For complex plans needing format/validate lifecycle, regex replace, or `--nth`, use `tx` with JSON:
```bash
patchloom tx plan.json --apply
```
## Structured edits
```bash
# Edit a value in JSON/YAML/TOML by selector (parser-backed, preserves comments)
patchloom doc set config.json version '"2.0.0"' --apply
patchloom doc merge config.yaml --value '{"db":{"pool":10}}' --apply
# Append a row to a markdown table
On Windows, use double-quote escaping:
```bash
patchloom doc set config.json version "\"2.0.0\"" --apply
patchloom doc merge config.yaml --value "{\"db\":{\"pool\":10}}" --apply
Add `--apply` to all write commands. Without it, patchloom previews changes without writing.
## Project configuration
Create `.patchloom.toml` in the project root to set defaults for all commands:
```toml
[write_policy]
ensure_final_newline = true
normalize_eol = "lf"
trim_trailing_whitespace = true
collapse_blanks = true
[exclude]
globs = ["target/**", "node_modules/**"]
```
CLI flags override config values. The file is searched upward from the working directory.
## Workflow examples
### Rename a function across a codebase
```bash
# Find all occurrences first
patchloom search --count "old_function_name" src/
# Replace in all matching files
patchloom replace "old_function_name" --to "new_function_name" src/ --apply
```
### Delete lines matching a pattern
```bash
# Delete entire lines containing a pattern; collapse consecutive blanks
patchloom replace 'dbg!' --whole-line --to '' src/ --collapse-blanks --apply
# Restrict to a line range (e.g. implementation only, skip tests)
patchloom replace 'TODO' --whole-line --range 10:200 --to '' notes.md --apply
```
### Edit a CI workflow
```bash
# Set a value in a YAML workflow by selector (preserves comments and formatting)
patchloom doc set .github/workflows/ci.yml jobs.test.timeout-minutes 30 --apply
```
### Bump a version across config files
```bash
patchloom batch --apply <<'EOF'
doc.set package.json version "2.0.0"
doc.set Cargo.toml package.version "2.0.0"
replace README.md "1.0.0" "2.0.0"
md.upsert_bullet CHANGELOG.md "## [2.0.0]" "- Initial 2.0 release"
EOF
```
### Multi-file refactoring with a transaction
```bash
patchloom tx - --apply <<'EOF'
{"version": "1", "operations": [
{"op": "replace", "path": "src/config.rs", "from": "old_default", "to": "new_default"},
{"op": "doc.set", "path": "config.toml", "selector": "default_value", "value": "new_default"},
{"op": "md.replace_section", "path": "docs/config.md", "heading": "## Defaults",
"content": "The default value is now `new_default`.\n"}
]}
EOF
```
All operations succeed atomically or roll back together.
## Selector syntax
All `doc` operations use selectors to address values inside JSON, YAML, and TOML files.

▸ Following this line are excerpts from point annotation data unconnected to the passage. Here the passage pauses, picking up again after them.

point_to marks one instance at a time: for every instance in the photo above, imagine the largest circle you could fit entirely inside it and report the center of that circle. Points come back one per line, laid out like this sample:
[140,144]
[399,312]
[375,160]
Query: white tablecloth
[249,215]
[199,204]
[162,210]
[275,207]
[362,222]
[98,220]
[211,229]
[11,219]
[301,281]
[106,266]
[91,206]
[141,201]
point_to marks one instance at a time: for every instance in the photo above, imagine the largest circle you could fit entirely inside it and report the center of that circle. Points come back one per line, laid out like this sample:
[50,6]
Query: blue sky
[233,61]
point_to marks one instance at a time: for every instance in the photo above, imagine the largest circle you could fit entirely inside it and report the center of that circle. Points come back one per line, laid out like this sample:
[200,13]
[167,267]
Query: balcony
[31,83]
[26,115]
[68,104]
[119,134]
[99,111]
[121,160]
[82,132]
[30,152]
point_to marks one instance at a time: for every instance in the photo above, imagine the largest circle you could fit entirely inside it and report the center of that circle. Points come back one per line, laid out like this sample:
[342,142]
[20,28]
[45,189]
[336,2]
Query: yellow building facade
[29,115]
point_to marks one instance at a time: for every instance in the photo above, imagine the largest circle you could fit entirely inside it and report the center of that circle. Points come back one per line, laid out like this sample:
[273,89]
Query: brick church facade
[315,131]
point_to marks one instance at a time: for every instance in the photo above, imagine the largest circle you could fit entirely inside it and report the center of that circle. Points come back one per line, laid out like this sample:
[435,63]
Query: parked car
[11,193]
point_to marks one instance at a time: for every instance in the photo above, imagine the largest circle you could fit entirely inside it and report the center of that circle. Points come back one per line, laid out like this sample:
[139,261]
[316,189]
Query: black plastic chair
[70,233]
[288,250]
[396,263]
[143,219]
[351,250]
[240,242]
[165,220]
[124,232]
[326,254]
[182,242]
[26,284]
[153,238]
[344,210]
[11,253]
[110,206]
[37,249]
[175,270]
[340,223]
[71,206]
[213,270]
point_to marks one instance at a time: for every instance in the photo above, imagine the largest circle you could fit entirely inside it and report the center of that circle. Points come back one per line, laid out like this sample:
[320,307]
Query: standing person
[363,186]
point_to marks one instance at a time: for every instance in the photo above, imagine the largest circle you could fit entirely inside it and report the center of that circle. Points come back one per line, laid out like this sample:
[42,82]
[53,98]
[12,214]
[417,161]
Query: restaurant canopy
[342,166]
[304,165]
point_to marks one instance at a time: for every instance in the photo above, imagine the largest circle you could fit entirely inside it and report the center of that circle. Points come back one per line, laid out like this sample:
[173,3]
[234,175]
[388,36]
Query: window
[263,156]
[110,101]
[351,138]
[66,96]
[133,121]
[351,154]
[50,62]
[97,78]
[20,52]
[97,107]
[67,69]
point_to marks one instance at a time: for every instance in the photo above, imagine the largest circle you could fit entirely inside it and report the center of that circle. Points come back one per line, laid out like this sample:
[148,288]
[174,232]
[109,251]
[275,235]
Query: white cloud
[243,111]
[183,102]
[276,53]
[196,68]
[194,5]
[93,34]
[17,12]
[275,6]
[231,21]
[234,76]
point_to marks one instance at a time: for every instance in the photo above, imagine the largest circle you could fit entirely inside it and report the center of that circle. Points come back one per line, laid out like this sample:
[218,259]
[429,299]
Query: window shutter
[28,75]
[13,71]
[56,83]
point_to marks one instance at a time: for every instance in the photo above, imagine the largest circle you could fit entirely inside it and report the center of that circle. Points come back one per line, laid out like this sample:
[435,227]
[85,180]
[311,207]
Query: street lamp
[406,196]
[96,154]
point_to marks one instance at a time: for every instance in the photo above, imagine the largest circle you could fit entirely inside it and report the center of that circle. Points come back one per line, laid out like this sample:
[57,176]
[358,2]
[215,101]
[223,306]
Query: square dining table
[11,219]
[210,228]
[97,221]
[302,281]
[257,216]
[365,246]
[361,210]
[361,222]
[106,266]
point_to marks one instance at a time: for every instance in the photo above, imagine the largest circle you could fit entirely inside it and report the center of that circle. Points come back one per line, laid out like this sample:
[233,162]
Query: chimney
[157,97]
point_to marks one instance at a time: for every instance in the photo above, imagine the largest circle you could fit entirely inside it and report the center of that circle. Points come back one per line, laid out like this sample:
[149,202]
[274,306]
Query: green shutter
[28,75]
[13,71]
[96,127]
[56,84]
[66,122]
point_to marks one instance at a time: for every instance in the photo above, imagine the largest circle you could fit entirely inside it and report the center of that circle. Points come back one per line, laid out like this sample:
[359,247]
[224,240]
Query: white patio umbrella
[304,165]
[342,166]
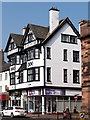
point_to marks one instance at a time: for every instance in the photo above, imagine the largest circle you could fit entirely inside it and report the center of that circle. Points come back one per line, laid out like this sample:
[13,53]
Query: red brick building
[85,56]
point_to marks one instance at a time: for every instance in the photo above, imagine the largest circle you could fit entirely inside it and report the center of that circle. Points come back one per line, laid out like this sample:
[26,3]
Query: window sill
[76,61]
[48,82]
[76,82]
[65,82]
[49,58]
[65,60]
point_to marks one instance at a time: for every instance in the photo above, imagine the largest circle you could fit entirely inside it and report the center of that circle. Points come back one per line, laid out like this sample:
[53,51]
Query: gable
[12,45]
[62,23]
[39,32]
[29,37]
[16,39]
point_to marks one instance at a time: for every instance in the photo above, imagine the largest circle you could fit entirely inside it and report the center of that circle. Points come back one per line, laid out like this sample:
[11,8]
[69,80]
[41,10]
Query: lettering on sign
[30,64]
[13,68]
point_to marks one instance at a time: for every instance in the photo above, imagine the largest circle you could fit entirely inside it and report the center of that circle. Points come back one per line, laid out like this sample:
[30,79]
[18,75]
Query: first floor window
[65,54]
[5,76]
[30,54]
[37,54]
[18,59]
[48,74]
[24,58]
[13,61]
[65,75]
[64,38]
[12,78]
[30,75]
[75,76]
[0,77]
[21,77]
[34,74]
[48,53]
[75,56]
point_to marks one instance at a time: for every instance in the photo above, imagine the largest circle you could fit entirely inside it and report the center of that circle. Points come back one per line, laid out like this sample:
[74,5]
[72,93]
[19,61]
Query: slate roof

| `key` | Object key | `database.host` |
| `[N]` | Array index (zero-based) | `servers[0].port` |
| `[*]` | Wildcard (all array elements) | `jobs[*].timeout` |
| `[key=val]` | Predicate (filter by field value) | `deps[name=express].version` |
Segments are separated by `.` or adjacent brackets. Examples:
```text
scripts.test # simple key path
jobs[0].steps[*].name # index + wildcard
dependencies[name=react].version # predicate filter
```
## Exit codes
| 0 | Success (operation completed, or no changes needed) |
| 1 | Failure (error during execution) |
| 2 | Changes detected (`--check` mode found pending changes) |
| 3 | No matches (search/replace found nothing matching the pattern) |
| 4 | Parse error (malformed input file or plan) |
| 5 | Ambiguous (replacement matched multiple locations without `--nth`, or stale/missing patch context) |
| 6 | Validation failed (tx plan validation step returned non-zero) |
| 7 | Rollback (tx apply failed partway; changes were rolled back) |
## Troubleshooting
If a command produces unexpected results, enable verbose logging to see what patchloom is doing internally:
```bash
patchloom --verbose <command> [args]
# or via environment variable:
PATCHLOOM_LOG=1 patchloom <command> [args]
```
Diagnostic messages are printed to stderr prefixed with `[patchloom]`.